How a Recession Can Affect New Car Loan Interest Rates

New car loan interest rates are not based on your personal financial profile alone. While your application is important, there are some factors that are outside of your control when your loan comes across the table. In a recession, factors work both ways to make loans harder to get and easier to get all at once. This can be confusing, but remember that the role of your credit score and the national interest rates is always significant, whether the nation is in recession or booming.

The National Interest Rate

The national interest rate is what banks charge one another to borrow money. While the interest rate is a complicated number to determine, the Federal Reserve sets the levels in order to control inflation and encourage healthy financial activities. In a recession, the interest rate tends to drop. This is in an effort to encourage spending and borrowing to force the economy back into motion. When national interest rates are low, the interest rates banks charge may additionally go down. However, this is not always true across the board. If the recession is causing bank failure and loan default, interest rates on loans may go up even if the national interest rate is down. This is particularly true for bad credit borrowers. Good credit borrowers can usually take advantage of low national interest rates.
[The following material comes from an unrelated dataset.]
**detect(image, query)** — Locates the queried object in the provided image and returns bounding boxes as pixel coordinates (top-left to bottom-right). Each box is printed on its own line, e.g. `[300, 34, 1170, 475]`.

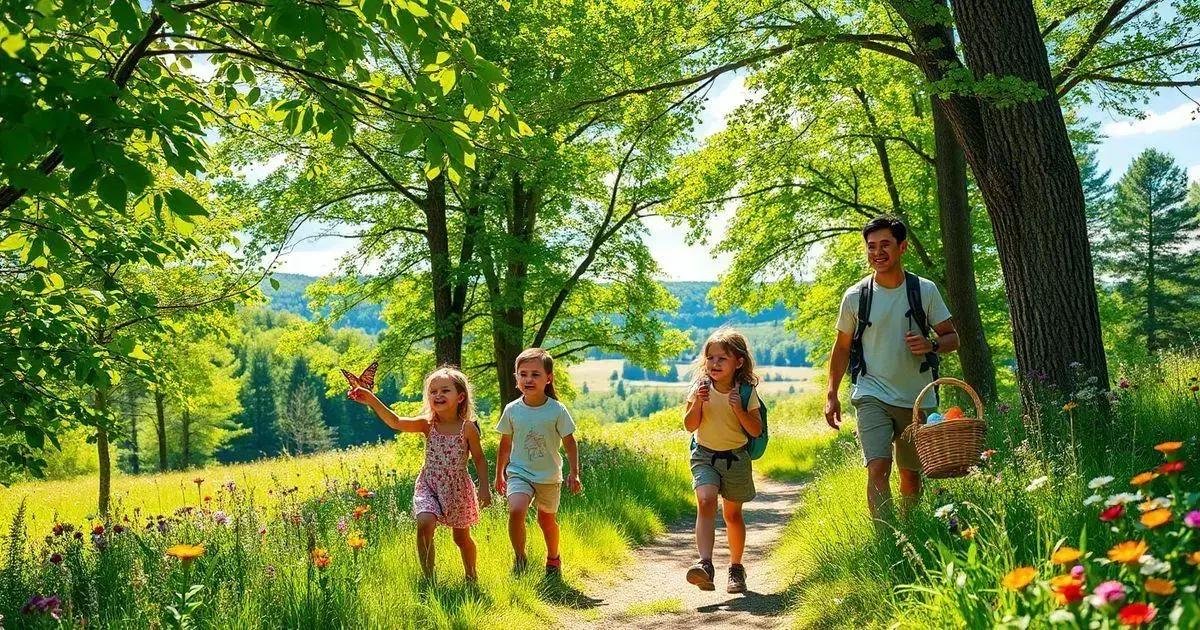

Liquidity in the Credit Market

Liquidity is a term used to describe how much actual cash is out there for the taking. During a recession, liquidity is very low. This means fewer banks have access to monies to lend. There is more competition for the limited loans the banks and lenders are providing. This means your application will need to stand out much more in order to get any loan. Car loans often come through dealer finance groups, like General Motors Acceptance Corporation. These lenders also have less liquidity in a down economy. You will need to be better than other applicants to secure a coveted loan.

Financial Stimulus

Once factor pushing car loans in the opposite direction during a recession is financial stimulus from the government. In most recessions, the government will put in place certain incentives to encourage lenders to continue lending. In 2009, one such stimulus was the "Cash for Klunkers" program. The government offered to provide up to $4,500 for a car meeting certain standards in bad fuel economy if you traded it in for a more energy efficient vehicle. This is just one example of a financial stimulus. Other programs include government guarantees on certain loans that meet specific criteria. 

Dealer Incentive

The dealers themselves may start offering incentives for you to purchase in a recession. Often, people stop making large purchases during a recession, and automobiles are one of the first things to get cut. In response, dealers need to make financing more affordable for those willing to take the risk and buy a new car. Car loan interest rates from the dealer may drop. These incentives can allow you to get a great loan offer you may not otherwise find.